We are done for today.


The cookies will be devoured

The memory shall fade

But for now we are happy

The cookies are made.






By Nancy Orans Eder

Sorry can’t make it.
Must break that date.
Going to London for art.
No, not the National,
Royal or Tate.

I’ve decided to go to London
After all
It’s my show.
In the middle of November,
To Beacon Hill I’ll go.

My sister has decided to display
Once more
Paintings in exhibition at her
faraway shore.

My room is a wreck,
My plans all awry.
Don’t know whether to laugh
Or to cry.
As I juggle
My grandchildren
Classes and dates
All in the air
Cancelling plans
Isn’t quite fair.

But acting quite bold
Life is for travel
Even in the cold
of November — damp and dreary.
Though thinking about going
Makes me a bit weary.

Winter’s for warm weather
Miami vs.
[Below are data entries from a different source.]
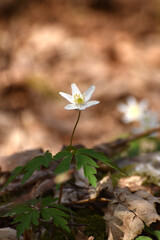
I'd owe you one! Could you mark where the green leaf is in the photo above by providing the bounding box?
[77,148,126,174]
[21,151,53,184]
[75,154,98,187]
[54,154,72,174]
[53,150,72,161]
[32,209,40,226]
[14,213,31,238]
[75,153,99,170]
[21,169,34,184]
[54,216,70,232]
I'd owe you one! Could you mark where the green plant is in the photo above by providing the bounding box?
[3,84,120,237]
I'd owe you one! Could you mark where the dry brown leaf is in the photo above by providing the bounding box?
[104,188,160,240]
[0,148,43,171]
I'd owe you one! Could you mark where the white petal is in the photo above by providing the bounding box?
[117,103,128,113]
[64,104,79,110]
[83,85,95,102]
[59,92,73,103]
[71,83,81,96]
[79,101,100,110]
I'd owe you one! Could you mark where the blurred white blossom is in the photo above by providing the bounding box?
[117,96,148,123]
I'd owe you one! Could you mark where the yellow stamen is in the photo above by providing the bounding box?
[74,94,85,104]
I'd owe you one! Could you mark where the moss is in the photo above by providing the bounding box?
[79,214,107,240]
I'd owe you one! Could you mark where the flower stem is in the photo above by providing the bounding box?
[69,110,81,147]
[58,183,64,204]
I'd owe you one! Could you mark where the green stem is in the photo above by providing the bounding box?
[58,183,64,204]
[69,110,81,147]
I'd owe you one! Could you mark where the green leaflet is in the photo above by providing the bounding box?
[14,213,32,238]
[1,151,53,190]
[77,148,124,173]
[53,150,72,161]
[21,151,53,184]
[7,197,73,238]
[75,154,98,187]
[54,154,72,174]
[0,166,24,190]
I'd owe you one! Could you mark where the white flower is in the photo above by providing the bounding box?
[118,96,148,123]
[59,83,99,110]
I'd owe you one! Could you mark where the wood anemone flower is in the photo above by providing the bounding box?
[117,96,148,123]
[59,83,99,110]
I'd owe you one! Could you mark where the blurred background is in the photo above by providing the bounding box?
[0,0,160,156]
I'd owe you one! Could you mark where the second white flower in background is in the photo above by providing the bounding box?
[118,96,148,123]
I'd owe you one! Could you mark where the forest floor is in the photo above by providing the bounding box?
[0,0,160,240]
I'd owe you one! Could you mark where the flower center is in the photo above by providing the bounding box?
[74,94,85,104]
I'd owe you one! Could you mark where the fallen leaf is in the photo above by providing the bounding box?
[104,188,160,240]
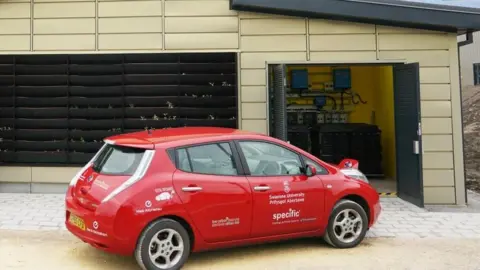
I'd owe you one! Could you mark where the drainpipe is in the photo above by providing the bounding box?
[457,31,473,205]
[458,31,473,47]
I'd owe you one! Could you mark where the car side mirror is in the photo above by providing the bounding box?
[305,165,317,177]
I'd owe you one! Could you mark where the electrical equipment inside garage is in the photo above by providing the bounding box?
[0,53,238,165]
[270,65,385,178]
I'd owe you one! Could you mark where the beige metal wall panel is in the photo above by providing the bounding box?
[98,1,162,18]
[242,102,267,120]
[423,187,455,204]
[0,35,30,51]
[165,33,238,50]
[420,67,450,83]
[459,32,480,86]
[310,51,377,62]
[33,18,95,34]
[33,35,95,51]
[423,152,453,169]
[378,34,449,50]
[0,3,30,19]
[34,0,91,3]
[240,69,267,86]
[420,84,450,100]
[240,52,307,68]
[309,20,375,35]
[422,135,453,152]
[420,101,452,117]
[0,18,30,35]
[98,17,162,34]
[33,2,95,19]
[422,118,452,135]
[165,0,237,16]
[165,16,238,33]
[377,25,443,34]
[32,167,77,184]
[238,11,290,19]
[98,34,162,50]
[423,170,455,187]
[379,50,450,67]
[240,86,267,102]
[240,19,306,35]
[240,35,307,52]
[0,166,32,183]
[242,119,268,134]
[310,34,376,51]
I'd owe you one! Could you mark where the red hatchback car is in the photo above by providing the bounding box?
[65,127,381,270]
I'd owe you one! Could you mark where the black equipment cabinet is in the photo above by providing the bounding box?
[310,123,384,177]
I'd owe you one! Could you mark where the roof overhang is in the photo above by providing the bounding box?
[230,0,480,34]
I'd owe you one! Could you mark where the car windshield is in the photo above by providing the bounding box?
[93,144,145,175]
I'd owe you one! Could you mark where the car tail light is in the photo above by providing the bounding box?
[102,150,155,203]
[70,144,107,187]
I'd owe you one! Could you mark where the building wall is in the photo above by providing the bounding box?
[458,32,480,86]
[0,0,465,204]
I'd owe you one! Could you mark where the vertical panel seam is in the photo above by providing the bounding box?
[375,24,380,60]
[162,0,166,51]
[95,0,100,51]
[237,12,243,129]
[30,0,35,52]
[305,18,310,61]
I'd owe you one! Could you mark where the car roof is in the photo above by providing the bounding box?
[105,127,265,148]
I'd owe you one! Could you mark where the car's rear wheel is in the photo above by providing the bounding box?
[323,200,368,248]
[135,219,190,270]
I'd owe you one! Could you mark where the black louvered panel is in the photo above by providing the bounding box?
[0,53,238,165]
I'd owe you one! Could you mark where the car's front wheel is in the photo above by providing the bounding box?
[135,219,190,270]
[323,200,368,248]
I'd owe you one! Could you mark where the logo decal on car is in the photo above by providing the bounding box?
[283,181,291,193]
[212,217,240,227]
[155,192,173,201]
[145,201,152,208]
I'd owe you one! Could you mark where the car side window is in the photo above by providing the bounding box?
[239,141,302,176]
[177,143,238,175]
[303,156,328,175]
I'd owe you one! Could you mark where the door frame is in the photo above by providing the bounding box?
[392,62,425,208]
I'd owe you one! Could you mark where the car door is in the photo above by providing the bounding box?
[236,140,324,237]
[173,142,252,242]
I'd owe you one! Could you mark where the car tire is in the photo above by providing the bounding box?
[135,219,191,270]
[323,200,368,248]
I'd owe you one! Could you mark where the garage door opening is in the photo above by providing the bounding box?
[0,53,238,166]
[268,63,423,206]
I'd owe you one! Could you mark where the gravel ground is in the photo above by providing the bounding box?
[0,231,480,270]
[462,87,480,192]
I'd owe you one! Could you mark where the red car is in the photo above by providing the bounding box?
[65,127,381,270]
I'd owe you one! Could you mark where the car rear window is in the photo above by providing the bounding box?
[93,144,145,175]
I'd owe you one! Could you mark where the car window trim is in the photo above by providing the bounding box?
[233,139,305,177]
[169,140,245,177]
[301,155,329,175]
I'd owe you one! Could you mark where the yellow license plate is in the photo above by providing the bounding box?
[68,214,85,231]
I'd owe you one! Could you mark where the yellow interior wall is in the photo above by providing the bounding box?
[287,66,396,179]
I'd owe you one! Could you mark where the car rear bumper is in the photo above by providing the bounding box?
[65,193,133,255]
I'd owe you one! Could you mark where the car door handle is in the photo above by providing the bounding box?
[182,187,202,192]
[253,186,271,191]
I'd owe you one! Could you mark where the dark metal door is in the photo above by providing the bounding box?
[393,63,424,207]
[268,64,287,141]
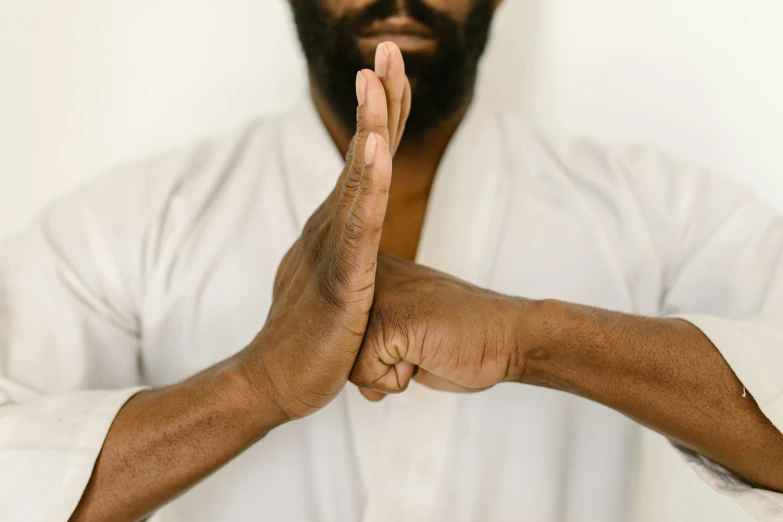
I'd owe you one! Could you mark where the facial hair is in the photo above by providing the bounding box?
[291,0,494,142]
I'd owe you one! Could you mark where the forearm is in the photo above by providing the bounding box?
[520,301,783,491]
[71,354,282,522]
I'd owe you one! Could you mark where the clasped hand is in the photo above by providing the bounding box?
[241,43,526,420]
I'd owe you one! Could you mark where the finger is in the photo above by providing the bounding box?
[393,76,413,152]
[336,133,392,290]
[335,69,389,228]
[359,388,386,402]
[375,42,406,154]
[351,355,414,392]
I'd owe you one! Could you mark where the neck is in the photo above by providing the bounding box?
[310,82,472,259]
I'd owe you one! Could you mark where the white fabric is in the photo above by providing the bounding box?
[0,98,783,522]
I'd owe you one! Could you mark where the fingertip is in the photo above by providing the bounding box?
[364,132,378,166]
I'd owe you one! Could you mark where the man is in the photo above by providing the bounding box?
[0,0,783,522]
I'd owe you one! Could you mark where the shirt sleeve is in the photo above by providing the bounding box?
[627,145,783,521]
[0,170,150,522]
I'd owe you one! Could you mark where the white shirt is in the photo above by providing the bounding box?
[0,98,783,522]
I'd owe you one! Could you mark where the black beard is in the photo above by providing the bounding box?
[291,0,494,142]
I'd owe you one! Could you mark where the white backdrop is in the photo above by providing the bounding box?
[0,0,783,522]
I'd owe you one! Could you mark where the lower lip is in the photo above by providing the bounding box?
[359,33,437,53]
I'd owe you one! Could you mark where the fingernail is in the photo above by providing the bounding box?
[356,71,367,105]
[375,43,391,78]
[364,132,378,165]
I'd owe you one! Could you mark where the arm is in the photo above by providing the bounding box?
[515,302,783,491]
[70,49,413,522]
[0,41,412,522]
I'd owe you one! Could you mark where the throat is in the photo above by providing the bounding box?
[380,149,440,261]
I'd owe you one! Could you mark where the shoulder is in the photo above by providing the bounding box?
[0,118,277,303]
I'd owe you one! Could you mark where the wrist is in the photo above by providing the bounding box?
[216,352,289,439]
[508,299,568,387]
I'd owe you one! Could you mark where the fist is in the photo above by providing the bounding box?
[351,254,529,400]
[240,44,410,423]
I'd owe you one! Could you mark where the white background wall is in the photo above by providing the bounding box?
[0,0,783,522]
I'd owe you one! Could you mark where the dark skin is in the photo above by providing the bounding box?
[71,0,783,521]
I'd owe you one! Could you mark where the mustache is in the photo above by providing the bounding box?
[339,0,461,42]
London
was the big divide
But I’ve now booked the flight
Put British pounds aside,

Though the sale itself
Might not pay for the flight
It will be lots of work
but also delight
to see my paintings
in colors blue and bright
To share seashore sights
In gouache
And in pen
I will go
And see them. . .
I will live it again.

The thrill of sharing
My summers in Ceret
Will be worth the time change–
lack of sleep,
seven hours in space–
to once more peep
at the paintings
my sister has deemed
appealing to show
to friends
who traveled to
Ceret in summer and snow.

And won’t she be happy
and surprised to
see me there as well?
Shall I tell her or shock her . . .?

I imagine her face astounded
as she opens the door
to see me standing,
there with suitcase
stepping onto her floor.

Shocking as well.
Maybe too much
A risk to tell no one I’m coming
Would need to be taken–
But I might be mistaken
for what if she were out shopping?
I’d have to give a shout to
Let me in and no one would answer.

A chance far too risky from a distant star,
I’ll tell them I’m coming
It will be better by far.

The surprise is not fun
If the price is too dear,
So I’ll call to say
I’m coming to see
the pictures and the family there.

She’s made the arrangements
We’ll cater for sure
With olives and cheese
Spinach pastries to please
Chips and dips
French wine flowing to tease
Those buyers of art
Who want memories of France,
I sure hope somebody buys one. . . .
Two or three per chance.

But if it’s a flop
If nobody buys,
That’s a nice risk to have taken
To make a spontaneous visit —
A destination worth the price of the ticket.

I know I shall relish
The trip on its own,
So London get ready
It’s now written in stone.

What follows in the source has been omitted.